Today’s business users demand the same intelligent and predictive app experiences they are accustomed to in their personal lives. This has been part of the impetus for Salesforce Einstein, which brings advanced AI capabilities directly into the Salesforce Platform. Einstein not only makes many of our CRM apps smarter, it also arms developers with the tools to build their own custom, AI-powered CRM apps.
In March we delivered Einstein Image Classification, which enables developers of any skill level to bring image recognition to their apps. Today we are excited to expand our portfolio of Einstein Platform Services, enabling developers to create custom deep learning models from unstructured text and image data, such as customer emails, social media posts and meeting notes. Developers of any skill level can then easily embed these models into any custom app, empowering business users to harness these vast unstructured data sources to gain valuable customer insights and deliver meaningful, predictive experiences. The new Einstein Platform Services include:
- Einstein Sentiment will allow developers to classify the tone of any text—from prospect emails and social media posts to customer reviews and message boards—as positive, negative or neutral so that companies can quickly gain insight into customer attitudes and then take appropriate actions. For example, a cable provider could create a custom app that uses Einstein Sentiment to analyze customer service emails and escalate negative inquires to a supervisor if they reach a certain threshold.
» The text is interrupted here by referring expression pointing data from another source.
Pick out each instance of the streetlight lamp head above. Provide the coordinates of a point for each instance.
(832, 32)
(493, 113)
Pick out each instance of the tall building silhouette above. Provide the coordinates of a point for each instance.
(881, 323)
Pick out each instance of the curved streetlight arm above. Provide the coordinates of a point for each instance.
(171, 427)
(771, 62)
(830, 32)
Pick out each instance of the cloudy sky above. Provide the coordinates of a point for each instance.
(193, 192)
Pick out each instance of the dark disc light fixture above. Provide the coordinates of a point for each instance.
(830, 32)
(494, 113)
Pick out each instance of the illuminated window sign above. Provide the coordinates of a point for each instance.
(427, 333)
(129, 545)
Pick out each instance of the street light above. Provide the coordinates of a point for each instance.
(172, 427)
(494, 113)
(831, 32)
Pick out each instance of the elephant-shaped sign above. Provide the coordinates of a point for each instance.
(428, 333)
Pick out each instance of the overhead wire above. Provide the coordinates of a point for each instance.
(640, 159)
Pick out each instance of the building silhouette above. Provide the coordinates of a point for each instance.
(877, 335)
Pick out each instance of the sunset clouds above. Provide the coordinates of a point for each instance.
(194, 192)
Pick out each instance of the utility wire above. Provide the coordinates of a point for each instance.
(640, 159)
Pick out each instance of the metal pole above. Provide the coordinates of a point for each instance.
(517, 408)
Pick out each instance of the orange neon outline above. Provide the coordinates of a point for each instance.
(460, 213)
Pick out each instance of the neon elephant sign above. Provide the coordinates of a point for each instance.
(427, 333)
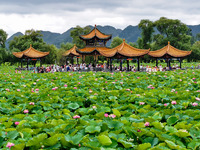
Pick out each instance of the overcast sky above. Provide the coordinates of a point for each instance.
(60, 15)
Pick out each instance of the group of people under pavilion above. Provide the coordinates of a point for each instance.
(96, 46)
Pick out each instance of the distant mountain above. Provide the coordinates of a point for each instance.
(130, 33)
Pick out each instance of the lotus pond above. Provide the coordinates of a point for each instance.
(102, 111)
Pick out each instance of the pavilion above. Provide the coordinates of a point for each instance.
(95, 43)
(72, 53)
(168, 52)
(30, 54)
(125, 51)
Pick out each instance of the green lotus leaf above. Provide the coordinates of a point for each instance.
(51, 141)
(172, 145)
(117, 136)
(195, 132)
(194, 144)
(12, 134)
(116, 112)
(104, 140)
(153, 141)
(19, 146)
(143, 146)
(172, 120)
(114, 124)
(170, 129)
(73, 106)
(158, 125)
(93, 129)
(126, 144)
(182, 133)
(36, 140)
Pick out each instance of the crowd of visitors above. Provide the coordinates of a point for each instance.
(101, 67)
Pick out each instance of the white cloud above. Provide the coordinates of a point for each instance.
(60, 15)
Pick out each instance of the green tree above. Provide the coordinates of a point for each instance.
(174, 31)
(76, 32)
(147, 28)
(3, 37)
(3, 52)
(34, 38)
(116, 41)
(195, 51)
(64, 47)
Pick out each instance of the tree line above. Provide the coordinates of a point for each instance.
(154, 35)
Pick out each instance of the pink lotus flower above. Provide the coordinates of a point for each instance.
(9, 145)
(172, 90)
(142, 103)
(173, 103)
(94, 107)
(106, 115)
(146, 124)
(16, 123)
(112, 116)
(26, 111)
(31, 103)
(76, 116)
(198, 99)
(194, 104)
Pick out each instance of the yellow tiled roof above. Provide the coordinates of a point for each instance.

- Einstein Intent will allow developers to train a model to classify the underlying intent of customer inquiries to automatically route leads, escalate service cases and personalize marketing campaigns. For example, a retail company could use Einstein Intent to build a custom app that automatically classifies customer reviews on a community site to identify which customers are looking for product recommendations or experiencing shipping problems and then proactively provide personalized recommendations or tracking details.
- Einstein Object Detection will enable developers to train models to recognize multiple unique objects within a single image, as well as the location, size and quantities of those objects. Einstein Object Detection can be applied to improve customer service, inventory management, and share of shelf analysis. For example, a beverage company can streamline inventory management by automatically analyzing photos of retail shelves to count the product, understand their share of shelf, and then calculate and process a new order.
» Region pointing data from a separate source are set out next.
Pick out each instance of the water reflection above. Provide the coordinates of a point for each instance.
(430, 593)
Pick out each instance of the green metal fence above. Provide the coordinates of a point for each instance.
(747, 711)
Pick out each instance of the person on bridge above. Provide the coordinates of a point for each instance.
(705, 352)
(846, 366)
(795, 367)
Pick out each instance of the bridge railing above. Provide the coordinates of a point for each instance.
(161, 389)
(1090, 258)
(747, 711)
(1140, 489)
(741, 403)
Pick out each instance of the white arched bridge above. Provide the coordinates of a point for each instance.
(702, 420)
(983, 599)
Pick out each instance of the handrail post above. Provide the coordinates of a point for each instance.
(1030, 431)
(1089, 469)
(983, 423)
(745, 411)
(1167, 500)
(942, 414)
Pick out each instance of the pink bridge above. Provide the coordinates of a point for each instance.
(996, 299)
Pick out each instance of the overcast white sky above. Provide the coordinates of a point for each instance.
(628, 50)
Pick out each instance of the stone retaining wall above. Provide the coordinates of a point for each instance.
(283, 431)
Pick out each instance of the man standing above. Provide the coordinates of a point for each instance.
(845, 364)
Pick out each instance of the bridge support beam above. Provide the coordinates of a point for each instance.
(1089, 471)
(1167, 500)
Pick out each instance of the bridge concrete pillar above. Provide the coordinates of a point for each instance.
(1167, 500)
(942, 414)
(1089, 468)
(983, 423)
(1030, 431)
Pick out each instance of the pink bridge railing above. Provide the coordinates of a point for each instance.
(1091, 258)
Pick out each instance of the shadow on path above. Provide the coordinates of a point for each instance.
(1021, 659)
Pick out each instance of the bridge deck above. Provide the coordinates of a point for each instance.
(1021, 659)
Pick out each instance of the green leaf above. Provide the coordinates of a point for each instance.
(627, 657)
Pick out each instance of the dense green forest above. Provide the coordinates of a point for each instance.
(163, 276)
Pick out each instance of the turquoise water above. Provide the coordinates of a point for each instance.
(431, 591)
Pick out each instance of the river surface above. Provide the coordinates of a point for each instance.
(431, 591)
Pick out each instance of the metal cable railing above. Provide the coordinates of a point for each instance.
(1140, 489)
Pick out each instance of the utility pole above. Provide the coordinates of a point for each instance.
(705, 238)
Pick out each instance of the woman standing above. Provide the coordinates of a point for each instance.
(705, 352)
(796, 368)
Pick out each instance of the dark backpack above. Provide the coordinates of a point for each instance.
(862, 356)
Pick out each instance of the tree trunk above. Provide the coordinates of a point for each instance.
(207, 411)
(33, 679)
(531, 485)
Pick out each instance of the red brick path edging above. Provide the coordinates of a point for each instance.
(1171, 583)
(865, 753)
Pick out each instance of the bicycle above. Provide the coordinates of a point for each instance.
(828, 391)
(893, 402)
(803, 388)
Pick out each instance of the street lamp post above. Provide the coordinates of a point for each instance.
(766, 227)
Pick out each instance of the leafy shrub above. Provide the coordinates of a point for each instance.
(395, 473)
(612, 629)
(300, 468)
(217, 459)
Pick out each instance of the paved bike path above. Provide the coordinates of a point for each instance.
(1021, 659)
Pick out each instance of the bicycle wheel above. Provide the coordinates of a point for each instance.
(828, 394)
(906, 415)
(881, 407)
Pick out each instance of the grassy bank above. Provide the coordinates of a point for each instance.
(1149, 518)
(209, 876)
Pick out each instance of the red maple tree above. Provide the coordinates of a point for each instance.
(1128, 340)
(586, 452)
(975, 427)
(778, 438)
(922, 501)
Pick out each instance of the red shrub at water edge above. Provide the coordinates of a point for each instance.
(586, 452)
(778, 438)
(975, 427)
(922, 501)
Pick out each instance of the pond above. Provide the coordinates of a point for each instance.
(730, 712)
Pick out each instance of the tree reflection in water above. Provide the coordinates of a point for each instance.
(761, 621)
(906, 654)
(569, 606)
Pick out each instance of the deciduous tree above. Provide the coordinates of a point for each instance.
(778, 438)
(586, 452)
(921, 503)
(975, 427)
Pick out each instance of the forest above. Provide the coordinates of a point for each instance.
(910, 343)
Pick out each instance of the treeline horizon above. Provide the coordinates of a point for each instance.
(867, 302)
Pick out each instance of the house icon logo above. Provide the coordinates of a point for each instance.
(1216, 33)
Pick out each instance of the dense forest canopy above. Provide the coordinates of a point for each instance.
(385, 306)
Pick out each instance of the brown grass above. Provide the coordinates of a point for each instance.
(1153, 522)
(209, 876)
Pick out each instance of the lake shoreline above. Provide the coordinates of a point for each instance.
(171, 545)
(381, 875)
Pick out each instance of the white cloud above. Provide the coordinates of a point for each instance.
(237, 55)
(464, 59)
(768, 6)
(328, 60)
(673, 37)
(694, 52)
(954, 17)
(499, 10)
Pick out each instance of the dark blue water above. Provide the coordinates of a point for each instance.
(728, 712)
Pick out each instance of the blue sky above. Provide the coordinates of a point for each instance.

With Einstein Platform Services any developer can build AI-powered CRM apps. For example, a climbing equipment retailer could embed Einstein Sentiment into a customer service app to classify the tone of inbound customer emails as either positive, negative or neutral. From there, positive responses about the company’s new head lamp could be used to identify brand evangelists or the success of a recent marketing campaign, while negative responses could be automatically escalated into service cases. To make sure each service case is solved quickly, reps could use Einstein Intent in their service apps to classify each negative response and understand the underlying intent of the inquiries– from lost shipments and damaged equipment to billing issues and returned orders. Armed with these insights, the service rep can proactively share shipping information, replace damaged goods and issue a return.
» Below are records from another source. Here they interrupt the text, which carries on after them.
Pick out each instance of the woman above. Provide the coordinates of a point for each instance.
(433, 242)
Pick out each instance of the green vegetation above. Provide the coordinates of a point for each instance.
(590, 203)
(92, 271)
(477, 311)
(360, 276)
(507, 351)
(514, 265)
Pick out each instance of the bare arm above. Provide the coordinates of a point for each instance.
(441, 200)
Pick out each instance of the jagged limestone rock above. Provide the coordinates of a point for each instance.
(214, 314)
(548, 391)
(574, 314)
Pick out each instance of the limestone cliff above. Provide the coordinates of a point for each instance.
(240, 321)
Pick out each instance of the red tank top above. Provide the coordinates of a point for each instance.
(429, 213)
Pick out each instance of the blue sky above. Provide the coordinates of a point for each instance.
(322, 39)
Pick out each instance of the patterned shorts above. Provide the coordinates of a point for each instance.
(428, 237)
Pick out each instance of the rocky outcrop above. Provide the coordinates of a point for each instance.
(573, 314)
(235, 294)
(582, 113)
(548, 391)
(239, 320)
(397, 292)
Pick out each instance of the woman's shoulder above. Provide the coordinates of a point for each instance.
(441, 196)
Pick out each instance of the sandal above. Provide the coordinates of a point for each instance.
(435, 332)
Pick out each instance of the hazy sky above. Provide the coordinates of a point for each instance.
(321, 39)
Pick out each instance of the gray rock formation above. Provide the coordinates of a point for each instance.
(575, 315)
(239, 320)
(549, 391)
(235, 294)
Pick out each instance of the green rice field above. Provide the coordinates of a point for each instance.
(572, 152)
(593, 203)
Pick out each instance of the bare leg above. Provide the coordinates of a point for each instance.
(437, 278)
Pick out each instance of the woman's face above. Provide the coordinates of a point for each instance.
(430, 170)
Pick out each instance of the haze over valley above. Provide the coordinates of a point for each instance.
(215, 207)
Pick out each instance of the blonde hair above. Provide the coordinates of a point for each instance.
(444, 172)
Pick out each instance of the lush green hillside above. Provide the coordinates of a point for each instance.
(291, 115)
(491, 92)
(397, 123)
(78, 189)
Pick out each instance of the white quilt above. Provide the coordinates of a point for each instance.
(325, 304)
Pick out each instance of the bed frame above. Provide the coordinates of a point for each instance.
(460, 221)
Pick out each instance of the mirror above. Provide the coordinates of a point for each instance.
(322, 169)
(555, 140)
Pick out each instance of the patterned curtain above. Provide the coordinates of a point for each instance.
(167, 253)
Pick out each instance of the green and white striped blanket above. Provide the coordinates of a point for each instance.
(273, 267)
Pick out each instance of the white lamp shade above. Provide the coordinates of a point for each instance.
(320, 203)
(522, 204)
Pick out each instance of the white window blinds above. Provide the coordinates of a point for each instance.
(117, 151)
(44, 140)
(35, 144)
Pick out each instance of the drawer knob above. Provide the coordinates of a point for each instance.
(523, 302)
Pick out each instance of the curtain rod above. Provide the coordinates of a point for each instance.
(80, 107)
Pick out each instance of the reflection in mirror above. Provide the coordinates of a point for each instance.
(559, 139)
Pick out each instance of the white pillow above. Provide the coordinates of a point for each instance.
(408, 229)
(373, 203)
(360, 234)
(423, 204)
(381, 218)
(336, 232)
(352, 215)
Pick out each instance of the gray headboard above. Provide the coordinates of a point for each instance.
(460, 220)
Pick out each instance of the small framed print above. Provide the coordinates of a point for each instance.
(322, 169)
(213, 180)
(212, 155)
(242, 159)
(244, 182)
Salesforce is focused on empowering everyone with AI and that includes our more than four million developers. Salesforce Research shares in this mission and is committed to taking cutting edge AI research out of the lab and into the hands of developers so that they can use deep learning to build smarter apps. We’re off to a great start with Einstein Image Classification and I am excited to take that a step further with the extended portfolio of Einstein Platform Services. This is just the beginning and we are working to continue this momentum with future releases.